According to a new 200 page report that was published by the College, there is resounding evidence that electronic cigarettes are ‘much safer’ than smoking and aid quitting. The report even went as far as to say that labeling E-cigs as a gateway to smoking is ‘unfounded’, and that with a number of checks and measures, vaping could help to contribute to the health and well-being of millions of people who are either smoking or at a high risk of doing so.
You can find the official copy of the report here, on the RCP’s official website. But here are some of the major highlights and ‘key recommendations’ that the report included. It said…
- That smoking accounts for the most preventable number of deaths in the UK
- That people need to stop smoking to increase their health and to prevent harm to themselves and others
- That quitting smoking is very difficult, and many smokers will continue to smoke for years
- That people are addicted to the nicotine in cigarettes – but that it is the other chemicals in the tobacco products that do the most damage
- That if people could obtain the nicotine without the rest of the damaging chemicals found in tobacco products, most of the harm done by cigarettes could be prevented
- Until just recently, nicotine products have been sold and marketed as medicines intended to help people with their tobacco habit
- NRT is quite effective when combined with professional help and support, but much less effective when people use it on their own
- E-cigs, which are currently marketed as a consumer product, are much more popular than other NRT options
- E-cigs seem to be effective as a smoking cessation aid
- E-cigs are, as of right now, not crafted to medical standards, and are probably more hazardous than other NRT options
- The hazard level involved with vaping, however, is unlikely to exceed 5% of the harm that you would be subjected to by smoking tobacco
- Increased technological development and better standards could help to further reduce the hazards associated with E-cig use
- Some people believe that vaping will act as a gateway to smoking, but there is, as of right now, no evidence that indicates that this is the case within the UK
- The evidence actually says that E-cigs are being used almost exclusively by people who smoke and are trying to quit/reduce harm
- E-cigs do require some regulation, but not so much that it would negatively impact their usefulness as harm-reduction tools for smokers
These were the basic key-notes from the rather lengthy report, but it certainly seems that this is positive news. E-cigs are certainly approaching the smoking problem from a unique angle, and for them to be noticed and recognized as the useful tools that they can be by an organization as prominent as UK Royal College of Physicians is nothing short of outstanding.

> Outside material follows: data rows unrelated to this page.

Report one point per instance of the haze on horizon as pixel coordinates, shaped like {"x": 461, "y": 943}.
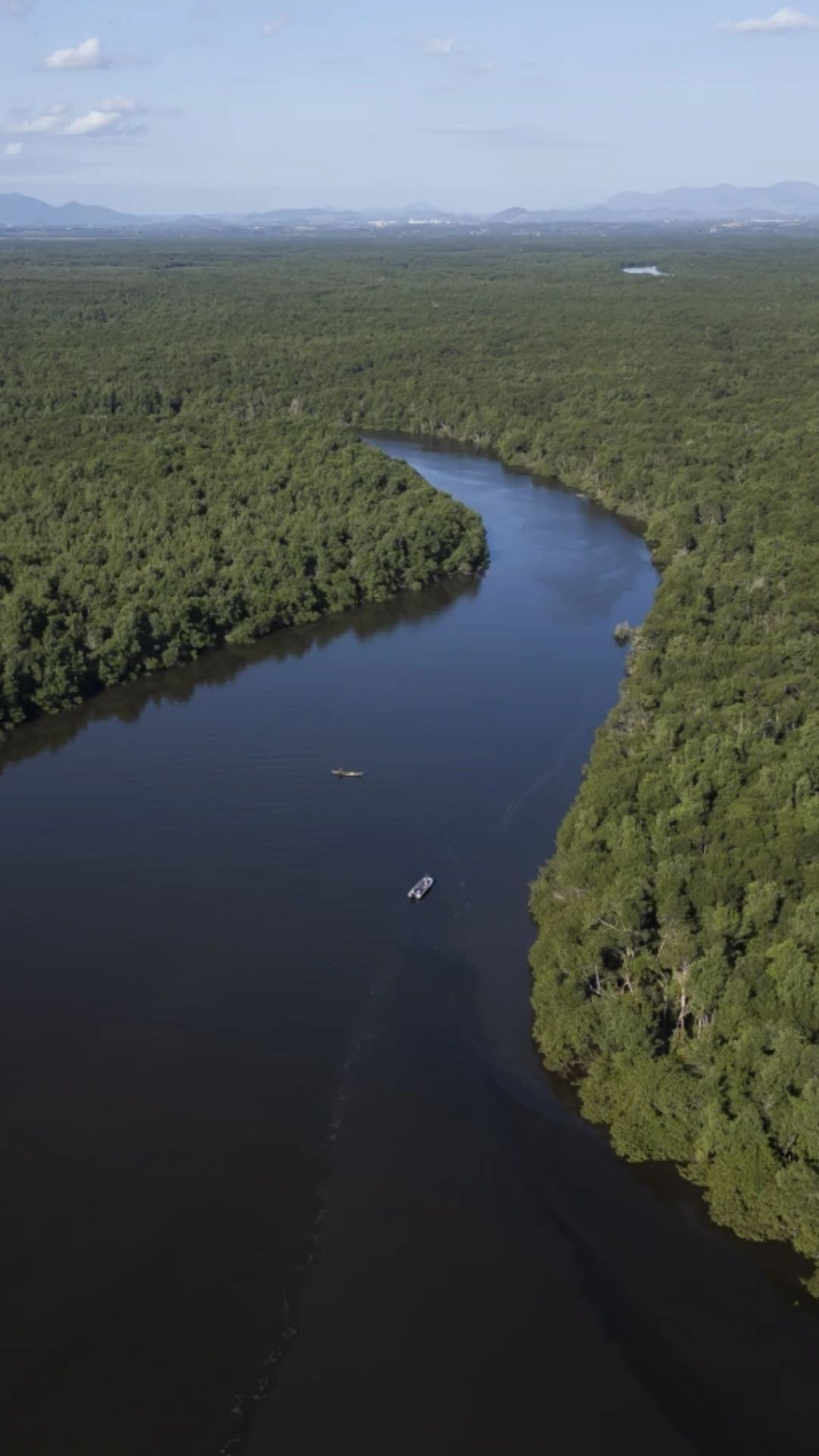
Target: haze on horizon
{"x": 205, "y": 105}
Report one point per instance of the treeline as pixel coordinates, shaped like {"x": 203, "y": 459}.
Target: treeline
{"x": 676, "y": 960}
{"x": 134, "y": 532}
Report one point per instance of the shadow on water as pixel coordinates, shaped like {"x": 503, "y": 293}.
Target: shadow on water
{"x": 126, "y": 702}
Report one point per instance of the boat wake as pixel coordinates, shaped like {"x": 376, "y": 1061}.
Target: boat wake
{"x": 246, "y": 1404}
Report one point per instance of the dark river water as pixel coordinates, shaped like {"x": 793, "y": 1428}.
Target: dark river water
{"x": 268, "y": 1128}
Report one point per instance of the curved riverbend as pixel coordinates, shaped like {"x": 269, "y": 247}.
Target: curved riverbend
{"x": 251, "y": 1092}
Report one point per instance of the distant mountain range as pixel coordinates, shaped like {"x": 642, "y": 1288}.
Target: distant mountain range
{"x": 783, "y": 201}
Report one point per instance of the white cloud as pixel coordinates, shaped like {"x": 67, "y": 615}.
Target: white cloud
{"x": 275, "y": 27}
{"x": 114, "y": 117}
{"x": 88, "y": 55}
{"x": 783, "y": 22}
{"x": 93, "y": 123}
{"x": 47, "y": 124}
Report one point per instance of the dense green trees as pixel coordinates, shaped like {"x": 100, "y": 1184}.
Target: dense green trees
{"x": 140, "y": 523}
{"x": 177, "y": 465}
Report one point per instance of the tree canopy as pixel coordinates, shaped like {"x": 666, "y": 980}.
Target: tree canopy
{"x": 178, "y": 463}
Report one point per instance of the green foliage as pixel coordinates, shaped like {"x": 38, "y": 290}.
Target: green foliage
{"x": 177, "y": 465}
{"x": 142, "y": 519}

Hopefully, the medical community will pick up on this information, and will urge regulatory officials to make positive, healthy, and helpful rules and regulations involving the use, sale, and manufacturing of E-cigs in the long-term that will contribute to a better health and safety outlook for smokers who desperately need a cessation method that works.
E-cigs might not be miracle devices – but it is possible that they are the silver-bullet for smoking cessation that the world has been looking for.